Per chaos-principles principle 4: automate continuously.

# .github/workflows/chaos-monthly.yml
on:
  schedule:
    - cron: '0 4 1 * *'   # 1st of every month, 4am UTC

jobs:
  chaos:
    runs-on: ubuntu-latest
    steps:
      - run: |
          kubectl apply -f experiments/checkout-network-latency.yaml
          # Wait for completion
          kubectl wait --for=condition=Complete chaosengine/checkout-network-latency --timeout=10m
          # Check verdict
          kubectl get chaosengine/checkout-network-latency -o jsonpath='{.status.experimentStatus.verdict}'

Schedule per the team's appetite - monthly for new experiments, weekly for established ones, on-demand for incident reproduction.

Step 6 - Run in production?

Per chaos-principles principle 3: experiments in production are the gold standard. But:

Stage	Use
Pre-prod (staging)	Initial experiment runs; confidence-building.
Canary (5% traffic)	Once steady-state holds in staging.
Production (full)	Mature experiments; team has playbook for abort.
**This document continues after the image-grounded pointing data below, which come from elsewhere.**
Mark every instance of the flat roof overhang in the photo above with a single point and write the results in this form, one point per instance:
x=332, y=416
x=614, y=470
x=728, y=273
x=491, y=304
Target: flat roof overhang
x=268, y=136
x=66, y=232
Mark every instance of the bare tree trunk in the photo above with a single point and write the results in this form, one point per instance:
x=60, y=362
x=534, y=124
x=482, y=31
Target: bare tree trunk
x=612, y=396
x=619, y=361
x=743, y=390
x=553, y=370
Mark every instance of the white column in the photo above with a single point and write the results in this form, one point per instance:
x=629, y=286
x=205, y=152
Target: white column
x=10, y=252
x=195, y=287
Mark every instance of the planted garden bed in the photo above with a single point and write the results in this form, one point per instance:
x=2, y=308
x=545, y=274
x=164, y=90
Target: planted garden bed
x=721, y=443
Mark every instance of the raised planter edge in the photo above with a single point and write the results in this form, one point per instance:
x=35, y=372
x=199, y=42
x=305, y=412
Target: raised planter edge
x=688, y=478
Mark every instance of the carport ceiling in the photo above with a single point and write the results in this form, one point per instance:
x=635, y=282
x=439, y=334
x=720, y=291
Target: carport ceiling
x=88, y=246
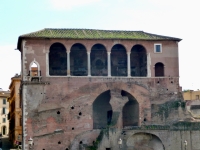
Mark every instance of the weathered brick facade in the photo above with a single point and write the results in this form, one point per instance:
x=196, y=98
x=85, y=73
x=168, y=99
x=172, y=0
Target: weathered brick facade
x=84, y=108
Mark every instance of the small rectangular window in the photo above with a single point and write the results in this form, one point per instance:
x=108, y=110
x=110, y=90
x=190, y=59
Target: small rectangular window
x=157, y=48
x=4, y=101
x=4, y=110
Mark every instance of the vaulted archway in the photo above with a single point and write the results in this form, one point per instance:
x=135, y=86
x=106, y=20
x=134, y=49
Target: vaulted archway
x=102, y=111
x=130, y=112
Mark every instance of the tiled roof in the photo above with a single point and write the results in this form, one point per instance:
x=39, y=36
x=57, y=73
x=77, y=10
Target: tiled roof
x=94, y=34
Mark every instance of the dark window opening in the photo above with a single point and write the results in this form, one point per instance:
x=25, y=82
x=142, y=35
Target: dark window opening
x=195, y=107
x=159, y=70
x=138, y=61
x=158, y=48
x=78, y=60
x=130, y=111
x=118, y=61
x=4, y=101
x=109, y=117
x=98, y=58
x=4, y=110
x=102, y=111
x=4, y=130
x=57, y=60
x=34, y=70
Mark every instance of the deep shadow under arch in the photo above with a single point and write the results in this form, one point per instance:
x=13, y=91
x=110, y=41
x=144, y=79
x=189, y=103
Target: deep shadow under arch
x=130, y=112
x=102, y=111
x=147, y=141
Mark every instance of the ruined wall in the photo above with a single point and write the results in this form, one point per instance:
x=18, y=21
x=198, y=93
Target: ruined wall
x=59, y=111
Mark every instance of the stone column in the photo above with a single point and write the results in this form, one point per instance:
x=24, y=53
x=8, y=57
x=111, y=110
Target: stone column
x=68, y=63
x=109, y=64
x=129, y=64
x=89, y=67
x=148, y=65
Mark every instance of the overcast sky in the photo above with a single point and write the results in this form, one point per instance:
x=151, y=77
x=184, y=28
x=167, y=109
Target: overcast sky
x=176, y=18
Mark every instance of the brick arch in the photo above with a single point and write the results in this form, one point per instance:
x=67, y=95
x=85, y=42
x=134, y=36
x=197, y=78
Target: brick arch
x=139, y=93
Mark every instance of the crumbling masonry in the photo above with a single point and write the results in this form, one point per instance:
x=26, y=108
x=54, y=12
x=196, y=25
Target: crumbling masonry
x=105, y=90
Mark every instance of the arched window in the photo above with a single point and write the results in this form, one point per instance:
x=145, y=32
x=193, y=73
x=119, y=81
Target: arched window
x=130, y=111
x=4, y=130
x=118, y=61
x=159, y=70
x=98, y=58
x=102, y=111
x=78, y=60
x=34, y=70
x=138, y=61
x=57, y=60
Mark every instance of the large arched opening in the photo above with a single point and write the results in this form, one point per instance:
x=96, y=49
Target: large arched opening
x=138, y=61
x=57, y=60
x=78, y=60
x=130, y=112
x=102, y=111
x=146, y=141
x=98, y=58
x=118, y=61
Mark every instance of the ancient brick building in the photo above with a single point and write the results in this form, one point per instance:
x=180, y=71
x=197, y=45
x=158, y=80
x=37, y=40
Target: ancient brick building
x=103, y=89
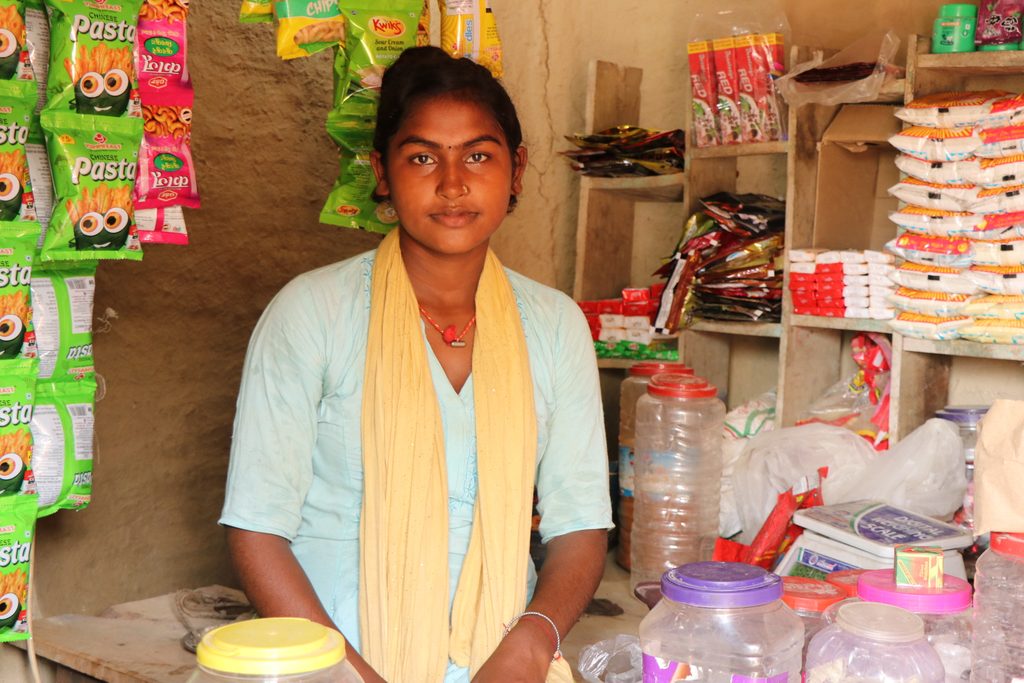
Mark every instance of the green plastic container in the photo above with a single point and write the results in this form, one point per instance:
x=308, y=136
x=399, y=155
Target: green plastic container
x=953, y=31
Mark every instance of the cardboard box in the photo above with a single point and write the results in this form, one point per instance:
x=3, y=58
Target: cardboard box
x=856, y=167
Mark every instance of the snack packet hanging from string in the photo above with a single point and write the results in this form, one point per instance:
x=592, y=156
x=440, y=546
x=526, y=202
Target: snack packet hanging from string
x=92, y=66
x=18, y=98
x=469, y=30
x=17, y=381
x=16, y=536
x=61, y=429
x=13, y=51
x=17, y=248
x=94, y=160
x=61, y=303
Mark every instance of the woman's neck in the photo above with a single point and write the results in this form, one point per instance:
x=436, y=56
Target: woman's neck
x=441, y=282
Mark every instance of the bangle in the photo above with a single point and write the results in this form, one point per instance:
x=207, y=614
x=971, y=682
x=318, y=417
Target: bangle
x=558, y=639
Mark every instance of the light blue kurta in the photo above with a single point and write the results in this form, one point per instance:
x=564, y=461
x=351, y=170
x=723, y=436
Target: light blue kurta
x=296, y=468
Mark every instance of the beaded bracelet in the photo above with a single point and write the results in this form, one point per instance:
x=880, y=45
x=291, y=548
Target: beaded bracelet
x=558, y=638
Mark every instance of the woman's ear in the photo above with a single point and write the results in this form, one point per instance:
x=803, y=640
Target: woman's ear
x=377, y=162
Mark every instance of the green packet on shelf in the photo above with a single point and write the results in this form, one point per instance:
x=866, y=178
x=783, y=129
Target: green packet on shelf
x=17, y=395
x=61, y=309
x=61, y=431
x=93, y=161
x=17, y=530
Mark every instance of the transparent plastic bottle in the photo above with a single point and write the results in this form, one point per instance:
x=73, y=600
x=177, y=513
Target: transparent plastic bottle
x=721, y=623
x=998, y=611
x=872, y=642
x=677, y=475
x=634, y=386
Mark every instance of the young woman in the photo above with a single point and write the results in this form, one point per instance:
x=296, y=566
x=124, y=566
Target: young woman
x=397, y=409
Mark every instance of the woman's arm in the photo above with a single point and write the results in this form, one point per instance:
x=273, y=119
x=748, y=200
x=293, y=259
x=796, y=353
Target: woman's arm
x=571, y=570
x=276, y=586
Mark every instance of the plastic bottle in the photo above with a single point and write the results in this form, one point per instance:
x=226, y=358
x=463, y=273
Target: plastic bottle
x=634, y=386
x=873, y=642
x=997, y=650
x=272, y=650
x=953, y=30
x=677, y=475
x=721, y=623
x=945, y=611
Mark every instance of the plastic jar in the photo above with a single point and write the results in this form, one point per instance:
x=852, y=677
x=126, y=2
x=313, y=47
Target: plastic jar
x=945, y=612
x=634, y=386
x=721, y=623
x=272, y=650
x=677, y=475
x=998, y=610
x=808, y=598
x=872, y=642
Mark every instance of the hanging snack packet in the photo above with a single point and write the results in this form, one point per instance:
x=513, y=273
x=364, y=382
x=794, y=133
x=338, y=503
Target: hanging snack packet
x=61, y=429
x=256, y=11
x=92, y=66
x=13, y=50
x=93, y=161
x=469, y=30
x=162, y=226
x=949, y=110
x=17, y=99
x=17, y=391
x=306, y=28
x=936, y=143
x=16, y=534
x=17, y=248
x=61, y=304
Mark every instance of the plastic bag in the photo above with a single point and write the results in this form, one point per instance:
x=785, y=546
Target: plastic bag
x=616, y=659
x=876, y=48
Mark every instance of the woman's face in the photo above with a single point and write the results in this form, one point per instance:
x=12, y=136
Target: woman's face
x=450, y=174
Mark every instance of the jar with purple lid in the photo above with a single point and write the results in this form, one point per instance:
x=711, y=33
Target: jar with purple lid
x=721, y=623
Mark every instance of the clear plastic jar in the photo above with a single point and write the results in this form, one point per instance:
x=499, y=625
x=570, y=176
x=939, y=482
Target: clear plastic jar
x=721, y=623
x=872, y=643
x=677, y=475
x=634, y=386
x=998, y=611
x=272, y=650
x=945, y=611
x=808, y=598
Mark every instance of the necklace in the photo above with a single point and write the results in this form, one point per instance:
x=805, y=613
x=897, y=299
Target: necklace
x=449, y=334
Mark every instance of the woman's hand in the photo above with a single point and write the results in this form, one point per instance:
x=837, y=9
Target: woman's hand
x=522, y=656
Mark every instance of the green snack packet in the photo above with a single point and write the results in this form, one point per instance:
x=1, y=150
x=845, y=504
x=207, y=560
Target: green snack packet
x=61, y=311
x=92, y=63
x=350, y=203
x=93, y=161
x=17, y=249
x=17, y=392
x=61, y=431
x=13, y=54
x=17, y=529
x=17, y=98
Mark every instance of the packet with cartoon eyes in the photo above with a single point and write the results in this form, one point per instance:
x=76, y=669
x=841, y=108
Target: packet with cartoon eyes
x=91, y=62
x=93, y=161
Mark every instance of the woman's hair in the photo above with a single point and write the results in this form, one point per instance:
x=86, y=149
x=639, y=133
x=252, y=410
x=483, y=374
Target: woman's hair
x=425, y=73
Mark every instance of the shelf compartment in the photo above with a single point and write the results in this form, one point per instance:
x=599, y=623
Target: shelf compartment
x=965, y=348
x=667, y=187
x=844, y=324
x=740, y=329
x=742, y=150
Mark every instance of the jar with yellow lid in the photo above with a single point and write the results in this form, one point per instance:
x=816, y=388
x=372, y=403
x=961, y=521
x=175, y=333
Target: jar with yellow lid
x=272, y=650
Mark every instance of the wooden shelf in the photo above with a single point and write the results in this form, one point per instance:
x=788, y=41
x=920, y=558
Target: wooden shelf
x=744, y=150
x=850, y=324
x=964, y=348
x=738, y=328
x=667, y=187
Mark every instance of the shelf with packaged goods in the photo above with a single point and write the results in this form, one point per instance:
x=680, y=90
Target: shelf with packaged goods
x=667, y=187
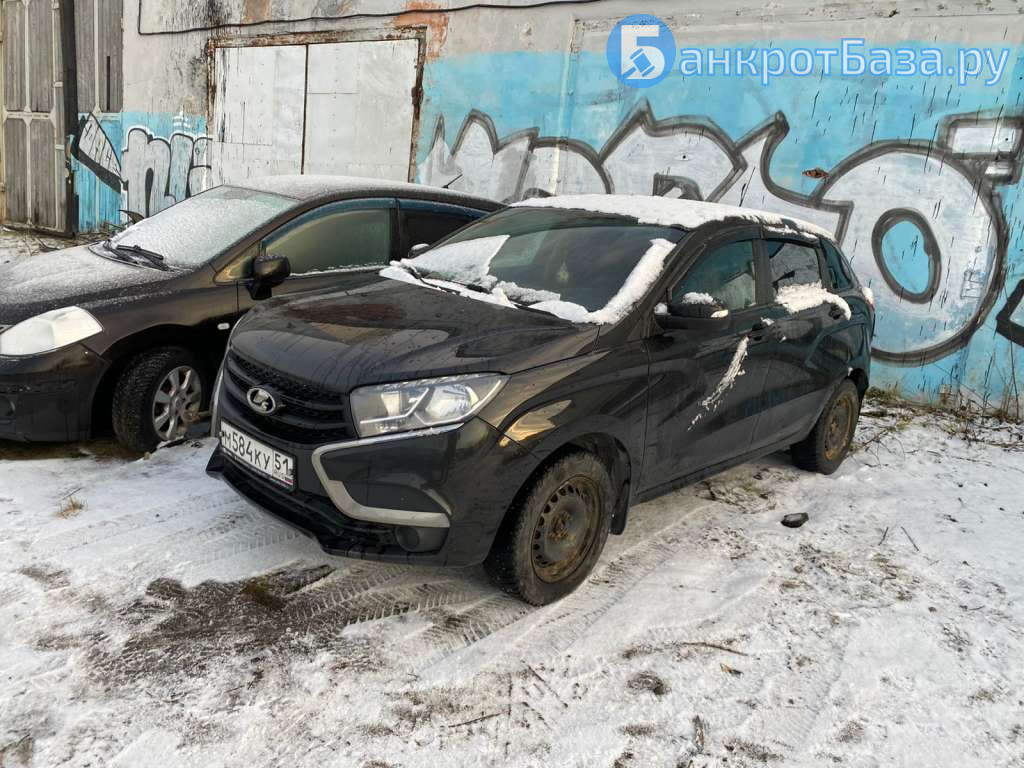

Most teams should start in staging. Move to production after the team has confidence and abort procedures.

Step 7 - Verdict + report

## Chaos experiment verdict — `checkout-network-latency`

**Date:** YYYY-MM-DD   **Duration:** 5 minutes
**Steady-state hypothesis:** checkout_completion_rate >= 95%
**Verdict:** ✅ HELD

| Metric                   | Pre-experiment | During experiment | Post |
|--------------------------|----------------|-------------------|------|
| checkout_completion_rate |     97.2%      |       96.8%       | 97.5% |
| p95 latency              |     245ms      |       380ms       | 240ms |

### Observations
- Latency increased as expected (300ms injected).
- Retry logic worked: ~200 retries observed; no user-visible failures.

### Action items
- (none — system behaved as expected)

### Next iteration
- Increase blast radius from 1% to 5% in next month's run.
- Add a longer-duration variant (15 min) to test fatigue.

Anti-patterns

Anti-pattern	Why it fails	Fix
Hypothesis as feeling ("system feels stable")	Unmeasurable; can't tell if held.	Numeric metric (Step 1).
Inject anything; see what breaks	Wastes effort; misses real failure modes.	Pick real-world events (Step 2).
Production-first experiment without staging	Risks user-visible incident on first run.	Staging → canary → production (Step 6).
No abort conditions	Experiment runs past safety threshold; real incident.	Define abort + manual abort signal (Step 3).
Manual experiment runs only	Per chaos-principles: "labor-intensive and ultimately unsustainable."	Automate (Step 5).
One-off experiment then forget	Confidence decays; same incident recurs.	Schedule + repeat (Step 5 cron).
Skipping the verdict report	Lessons not captured; next iteration arbitrary.	Step 7 report.

Limitations

Real-world hypothesis quality varies. Teams may discover their "steady-state metric" wasn't actually measurable; iterate.
Production experiments need org buy-in. Compliance, SLO budget, on-call awareness all matter.
Experimentation cost. Each experiment uses SLO budget; schedule with budget in mind.
Per-tool integration. Different tools have different syntax; this skill is tool-agnostic at the methodology layer.

References

cp - Principles of Chaos Engineering: 5 advanced principles (steady-state, real-world events, production, automation, blast radius).
litmus-chaos, chaos-mesh, gremlin-chaos, toxiproxy-chaos - per-tool runners.
failure-injection-test-author - sibling: combines chaos with test suites.
prod-canary-validator - provides the steady-state metrics that verdict the experiment.